Evaluation Criteria¶
A resource should not be Recommended only because it is popular, or because it has a strong benchmark number. "Recommended" in this playbook means a senior CV engineer shipping a product would pick it first. This page makes that judgment explicit.
Primary criteria (heavy weight)¶
These matter most. A pick without strong marks here doesn't go in the top tier.
- Practical adoption in 2026 production systems. Is this actually running in real products, or is it a research codebase with a strong paper?
- Maintenance status. Has the project shipped a release in the last 6 months? Are open issues being triaged? Abandoned projects graveyard, however good they were once.
- Deployment ease. Clear
pip install/ one-line Docker / clear ONNX export path. If getting it working is a two-week odyssey, it's not a recommended pick. - Documentation quality. Real tutorials and examples, not just a README with a PyPI badge.
- Ecosystem strength. Integrations, community support, how many other tools assume its existence.
Secondary criteria (tie-break weight)¶
These break ties between otherwise comparable picks.
- License clarity. MIT / Apache 2 preferred. Restricted licenses (non-commercial, SSPL, custom) noted explicitly. Some picks might still be listed but with a license warning.
- Hardware friendliness. Does it run on CPU + GPU + edge? Or GPU-only?
- Export paths. ONNX, TensorRT, CoreML, TFLite availability.
- Training support. Can the user fine-tune this easily if they need to?
- Benchmark relevance. Strong on realistic benchmarks, not just on a single saturated academic one.
- Reproducibility.
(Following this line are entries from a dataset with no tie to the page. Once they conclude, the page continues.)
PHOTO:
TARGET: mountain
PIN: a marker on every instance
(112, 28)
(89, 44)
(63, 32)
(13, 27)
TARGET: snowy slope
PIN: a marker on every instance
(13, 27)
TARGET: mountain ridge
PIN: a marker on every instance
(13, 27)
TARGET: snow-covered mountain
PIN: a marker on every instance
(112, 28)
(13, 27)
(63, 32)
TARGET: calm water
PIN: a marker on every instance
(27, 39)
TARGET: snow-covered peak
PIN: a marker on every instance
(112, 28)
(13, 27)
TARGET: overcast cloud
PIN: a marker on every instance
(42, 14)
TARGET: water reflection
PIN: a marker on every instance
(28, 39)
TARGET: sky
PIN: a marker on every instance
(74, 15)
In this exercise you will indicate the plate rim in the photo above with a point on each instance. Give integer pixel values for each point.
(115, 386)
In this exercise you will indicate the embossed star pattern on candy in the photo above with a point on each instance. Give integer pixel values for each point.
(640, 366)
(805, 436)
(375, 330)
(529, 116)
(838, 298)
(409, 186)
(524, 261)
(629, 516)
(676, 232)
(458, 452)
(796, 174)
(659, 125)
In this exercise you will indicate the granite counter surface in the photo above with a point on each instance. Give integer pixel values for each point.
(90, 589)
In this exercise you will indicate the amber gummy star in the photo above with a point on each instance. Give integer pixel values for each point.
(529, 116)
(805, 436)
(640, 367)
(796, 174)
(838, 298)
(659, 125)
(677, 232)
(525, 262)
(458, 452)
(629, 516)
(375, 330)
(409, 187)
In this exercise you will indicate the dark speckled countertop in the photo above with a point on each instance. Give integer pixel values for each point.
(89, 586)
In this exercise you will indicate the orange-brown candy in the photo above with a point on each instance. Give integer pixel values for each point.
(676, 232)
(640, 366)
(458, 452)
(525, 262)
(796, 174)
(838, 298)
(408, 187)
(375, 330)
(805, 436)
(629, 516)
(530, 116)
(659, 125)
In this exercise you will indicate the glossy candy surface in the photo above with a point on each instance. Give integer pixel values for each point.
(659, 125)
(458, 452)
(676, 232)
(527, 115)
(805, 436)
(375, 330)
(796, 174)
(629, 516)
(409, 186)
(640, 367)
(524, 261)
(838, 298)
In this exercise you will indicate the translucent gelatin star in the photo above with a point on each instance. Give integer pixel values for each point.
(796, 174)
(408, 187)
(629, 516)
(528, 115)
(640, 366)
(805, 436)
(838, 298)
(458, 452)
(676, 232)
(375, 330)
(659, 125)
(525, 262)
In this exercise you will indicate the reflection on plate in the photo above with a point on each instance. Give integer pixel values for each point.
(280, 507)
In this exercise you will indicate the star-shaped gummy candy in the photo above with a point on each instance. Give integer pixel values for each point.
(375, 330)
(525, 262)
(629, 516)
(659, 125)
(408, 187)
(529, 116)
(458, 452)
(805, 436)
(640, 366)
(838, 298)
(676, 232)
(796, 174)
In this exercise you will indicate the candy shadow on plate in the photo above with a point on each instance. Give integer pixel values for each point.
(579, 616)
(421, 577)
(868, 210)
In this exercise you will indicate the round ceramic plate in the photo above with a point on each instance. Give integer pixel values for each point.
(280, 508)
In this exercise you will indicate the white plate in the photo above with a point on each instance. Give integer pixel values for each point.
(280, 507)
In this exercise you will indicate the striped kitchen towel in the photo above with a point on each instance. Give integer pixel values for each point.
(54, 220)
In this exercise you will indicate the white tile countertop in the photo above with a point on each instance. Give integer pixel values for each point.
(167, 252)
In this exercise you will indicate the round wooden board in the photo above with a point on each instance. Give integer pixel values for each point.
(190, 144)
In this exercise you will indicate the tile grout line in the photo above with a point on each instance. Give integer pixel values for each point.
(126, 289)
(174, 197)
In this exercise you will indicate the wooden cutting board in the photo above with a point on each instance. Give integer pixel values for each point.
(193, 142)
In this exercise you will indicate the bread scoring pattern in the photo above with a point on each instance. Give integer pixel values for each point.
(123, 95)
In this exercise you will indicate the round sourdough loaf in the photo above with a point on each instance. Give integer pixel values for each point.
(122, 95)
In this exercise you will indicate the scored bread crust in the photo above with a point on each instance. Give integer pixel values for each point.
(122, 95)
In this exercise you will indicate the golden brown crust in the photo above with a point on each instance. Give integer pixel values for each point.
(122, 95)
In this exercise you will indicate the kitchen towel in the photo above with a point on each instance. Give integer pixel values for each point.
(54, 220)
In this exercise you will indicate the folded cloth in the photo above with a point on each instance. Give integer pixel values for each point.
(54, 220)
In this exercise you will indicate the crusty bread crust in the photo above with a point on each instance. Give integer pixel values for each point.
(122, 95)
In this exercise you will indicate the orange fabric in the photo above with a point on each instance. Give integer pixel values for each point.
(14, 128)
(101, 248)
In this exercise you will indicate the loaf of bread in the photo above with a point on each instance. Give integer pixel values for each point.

If the paper claims X accuracy, does the public code reproduce X?
Recommendation tiers¶
Recommended (top 3 per section)¶
A pick that most senior engineers should reach for first given the tier's constraint. Each Recommended entry must include: - A why — 1-3 sentences. - A when to avoid — at least one concrete failure mode or unfit scenario. - An install / try command or link.
Alternatives (the Dump)¶
Everything else that's worth knowing. The Dump isn't curated — contributions welcome. Each entry has a one-line honest verdict. No marketing blurbs.
Graveyard¶
Historically important, retired. Format: - Name (year retired). - Why it was the pick before. - Why it's retired.
Anti-criteria — things that should NOT influence tiering¶
- Hype / social media visibility. A project with 30K stars that shipped last in 2022 is still dead.
- Single-benchmark wins. A model that beats COCO by 0.5 AP at 3× the latency is research, not a production pick.
- Author authority alone. Even a famous lab's code gets unmaintained. Check the commits.
- "It's what we used before." Sunk cost is not a vote.
How to disagree¶
If you think the rubric produced the wrong pick: 1. Open an issue with your counter-argument. 2. Name which criterion you think was misjudged. 3. Provide evidence.
Disagreements are welcome. Hand-wavy "I think X is better" is not.
Last reviewed¶
2026-04-22.